By Shane McGingley www.arabianbusiness.com
Armani-branded residences in the Burj Khalifa are comparatively holding their sale value, despite other apartments in the world’s tallest tower seeing price declines of more than 70 percent, real estate brokers have said.
Average sale prices for the tower’s 144 luxury Armani Residences are valued at AED4-5,000 per square foot; at their minimum, almost double the AED2,800 per sq ft commanded by the remainder of the skyscraper’s 900 apartments, said Catherine Clarke, head of residential valuations at real estate consultancy firm Colliers International.
At the peak of the Dubai property boom, apartments in the tower were valued at around AED11,000 per sq ft.
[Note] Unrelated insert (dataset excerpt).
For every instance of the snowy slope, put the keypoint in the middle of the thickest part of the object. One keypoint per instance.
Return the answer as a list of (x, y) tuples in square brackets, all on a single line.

By March 2009, this had dropped to around AED2,500 per sq ft.
During the handover period earlier this year, prices rose again slightly to around AED3,500 per sq ft, Clarke said, but prices had now settled at around AED2,800 per sq ft.
Emaar, the developer behind the world’s tallest tower, claimed 90 percent of the 900 luxury apartments had been sold before the Burj Khalifa’s glittering launch in January.
Clarke said she believed the decline in prices could be chalked up to savvier negotiating by buyers, rather than distressed sales.
“There are people with money in the high-end. They are not necessarily distressed sales but what [buyers] are doing is negotiating very well and they are bringing down the prices,” she said.
The Armani-branded apartments were faring better partly because of the inclusion of Armani designed furnishings, she said: many of the unbranded flats are unfurnished.
Earlier this month, Bloomberg reported that rental rates at the Burj Khalifa had plummeted by nearly 40 percent and that about 825 of the tower’s 900 apartments remained vacant.
Dubai real estate agents told Arabian Business that a standoff has developed between owners and buyers over what is viewed as unrealistic price expectations.
“We have not seen much of movement in the high end for a while. A lot of the owners can hold on, but the values are still too high at that end,” said Iseeb Rehman, managing director, Sherwoods Real Estate.
Rehman estimated that the number of sales in the high end sector had slumped by around 40 percent in the last year.
“Transactions will start to happen once people can see the real values in line with the current market,” he said.
Speaking earlier this month at a Dubai real estate show, Muhammad Waseem Silat, chief operating officer, 3G Real Estate, said owners were still not prepared to suffer a loss in order to sell their property.
“They have a certain limit to go down to… They are not willing to go below cost price,” Silat said.